Choral singing (as Maestro Botstein pointed out in his pre-concert lecture) served a principal social function in the towns of repressed, disunited Germany at this time, and Marschner wrote for them brilliantly, using the colors of different voices to get naturalistic and supernaturalistic effects. Small opera houses might be wary of a score depending so much on an elaborate chorus.

The ASO performance, besides picking a crackerjack chorus, had a crackerjack Ruthven in Nicholas Pallesen. Those of us who thought this singer underemployed as the heavy in the Collegiate’s Beatrice di Tenda last Fall had no such regrets at Vampyr. Pallesen appeared in black suit and shirt with a crimson tie; he was into it.

His sensuality as he dwelt in prospect or reverie on the juicy lips (and veins) of his victims, his reproaches when they resisted his flirtations, his rage at Aubrey’s attempts to stop him, his taunts of his enemies, painted the Byronic hero in hues worthy of Caspar David Friedrich. His diction was true, his singing strong and seductive all afternoon. His Don Giovanni, when he gets around to it, should be worth catching.

Tamara Wilson sang a lovely, very Germanic-sounding Malwina, with weight and force for troubled emotions and the technique for the part’s ferocious sky-ward leaps, though once or twice shooting beyond the ideal note.
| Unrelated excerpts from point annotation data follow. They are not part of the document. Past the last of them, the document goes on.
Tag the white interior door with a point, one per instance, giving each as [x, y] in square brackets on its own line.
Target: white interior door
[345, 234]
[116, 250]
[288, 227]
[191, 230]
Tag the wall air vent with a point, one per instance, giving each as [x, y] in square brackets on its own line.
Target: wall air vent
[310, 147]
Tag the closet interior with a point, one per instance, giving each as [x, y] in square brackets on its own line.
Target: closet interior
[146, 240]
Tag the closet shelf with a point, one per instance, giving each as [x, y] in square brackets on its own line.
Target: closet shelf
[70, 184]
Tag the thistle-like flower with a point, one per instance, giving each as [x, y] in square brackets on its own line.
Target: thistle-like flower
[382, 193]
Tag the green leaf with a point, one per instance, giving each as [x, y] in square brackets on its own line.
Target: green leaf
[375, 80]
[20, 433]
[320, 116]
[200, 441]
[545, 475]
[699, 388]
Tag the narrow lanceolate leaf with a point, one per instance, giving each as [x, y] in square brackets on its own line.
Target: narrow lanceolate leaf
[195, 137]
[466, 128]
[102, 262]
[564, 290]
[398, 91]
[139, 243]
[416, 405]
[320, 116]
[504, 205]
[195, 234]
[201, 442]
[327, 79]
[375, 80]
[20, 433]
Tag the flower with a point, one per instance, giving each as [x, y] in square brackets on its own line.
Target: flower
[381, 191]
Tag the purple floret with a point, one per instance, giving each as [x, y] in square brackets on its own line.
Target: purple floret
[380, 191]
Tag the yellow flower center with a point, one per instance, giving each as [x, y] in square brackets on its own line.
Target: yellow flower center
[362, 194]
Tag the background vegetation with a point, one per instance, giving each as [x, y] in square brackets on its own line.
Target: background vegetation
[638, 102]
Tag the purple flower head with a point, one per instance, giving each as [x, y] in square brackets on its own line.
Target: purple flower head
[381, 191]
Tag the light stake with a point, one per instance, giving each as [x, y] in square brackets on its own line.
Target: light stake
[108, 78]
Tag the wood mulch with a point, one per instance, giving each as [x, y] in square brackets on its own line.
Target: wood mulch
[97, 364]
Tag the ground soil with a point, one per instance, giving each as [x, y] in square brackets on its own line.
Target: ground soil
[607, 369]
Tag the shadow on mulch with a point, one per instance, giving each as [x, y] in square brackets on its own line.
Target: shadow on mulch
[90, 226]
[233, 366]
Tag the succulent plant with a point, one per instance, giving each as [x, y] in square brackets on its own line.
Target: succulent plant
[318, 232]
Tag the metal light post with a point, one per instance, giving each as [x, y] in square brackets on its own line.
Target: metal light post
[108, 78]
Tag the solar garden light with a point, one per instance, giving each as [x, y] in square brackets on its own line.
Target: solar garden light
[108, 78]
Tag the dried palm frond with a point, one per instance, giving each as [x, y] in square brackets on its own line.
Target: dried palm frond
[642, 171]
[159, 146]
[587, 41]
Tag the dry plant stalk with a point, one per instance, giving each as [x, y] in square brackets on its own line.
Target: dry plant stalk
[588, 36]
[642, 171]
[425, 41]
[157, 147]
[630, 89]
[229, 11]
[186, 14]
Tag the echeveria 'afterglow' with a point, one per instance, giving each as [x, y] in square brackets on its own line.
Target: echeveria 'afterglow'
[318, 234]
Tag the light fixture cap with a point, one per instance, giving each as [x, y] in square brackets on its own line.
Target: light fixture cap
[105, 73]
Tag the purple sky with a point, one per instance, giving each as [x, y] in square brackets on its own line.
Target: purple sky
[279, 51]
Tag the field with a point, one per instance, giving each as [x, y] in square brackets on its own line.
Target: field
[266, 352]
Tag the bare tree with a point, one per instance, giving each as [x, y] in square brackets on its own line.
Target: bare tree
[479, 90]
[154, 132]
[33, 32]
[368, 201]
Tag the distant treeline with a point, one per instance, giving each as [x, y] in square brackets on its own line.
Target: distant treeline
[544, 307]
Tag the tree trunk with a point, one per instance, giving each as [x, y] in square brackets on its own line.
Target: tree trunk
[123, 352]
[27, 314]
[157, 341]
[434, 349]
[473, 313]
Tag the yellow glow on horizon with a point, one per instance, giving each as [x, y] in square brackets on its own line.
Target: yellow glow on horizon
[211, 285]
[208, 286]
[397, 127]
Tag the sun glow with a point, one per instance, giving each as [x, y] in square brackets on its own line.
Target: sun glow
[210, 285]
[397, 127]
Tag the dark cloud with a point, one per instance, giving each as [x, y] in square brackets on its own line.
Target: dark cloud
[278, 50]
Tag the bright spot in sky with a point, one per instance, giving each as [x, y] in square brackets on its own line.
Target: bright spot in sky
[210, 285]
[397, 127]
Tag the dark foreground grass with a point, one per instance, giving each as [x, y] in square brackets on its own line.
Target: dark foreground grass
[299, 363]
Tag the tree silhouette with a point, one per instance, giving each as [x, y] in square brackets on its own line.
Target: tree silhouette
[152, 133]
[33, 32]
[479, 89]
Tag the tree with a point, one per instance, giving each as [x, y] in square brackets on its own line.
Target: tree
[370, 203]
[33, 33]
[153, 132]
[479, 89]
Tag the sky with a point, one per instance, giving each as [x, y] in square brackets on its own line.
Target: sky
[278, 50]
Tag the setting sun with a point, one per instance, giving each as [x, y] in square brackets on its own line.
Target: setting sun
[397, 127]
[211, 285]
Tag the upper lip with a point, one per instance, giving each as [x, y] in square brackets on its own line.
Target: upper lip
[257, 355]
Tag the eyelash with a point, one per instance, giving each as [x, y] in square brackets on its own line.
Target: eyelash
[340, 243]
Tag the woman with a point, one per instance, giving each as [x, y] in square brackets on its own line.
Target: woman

Jennifer Tiller took the less strenuous but more varied role of Emmy, the Zerlina figure (if you like), arousing our sympathetic dread with a beautiful phrased Romance, succumbing to Lord Ruthven in luscious duet. Alison Buchanan was miscast as Ianthe. Suzanne Schwing displayed some good notes as the well-named Mrs. Blunt, the drunkard’s wife.

Vale Rideout sang amorous Aubrey, and though he held his own in duets with Miss Wilson and Mr. Pallesen, he was painfully flat in much of his solo music, including the Wagner-revised aria. Carsten Wittmoser sang Malwina’s snotty father with more character than musicality, Michael Riley tossed off the drinking song, and Glenn Seven Allen did a stalwart turn as Emmy’s confused fiancé. No man likes to find his bride kissing a vampire, however aristocratic, even if it leads to a charming trio; Mr. Allen’s indignation was all it should be.

Botstein and the ASO, dipping into somewhat earlier operatic repertory than usual, took a scene or two to work up to the proper hurtling pace for their penny-dreadful plot. The score may seem unsophisticated if you’re used to Strauss or Schreker or Zemlinsky, but Marschner knew how to tell a ghost story, and Botstein brought his climaxes vividly to life.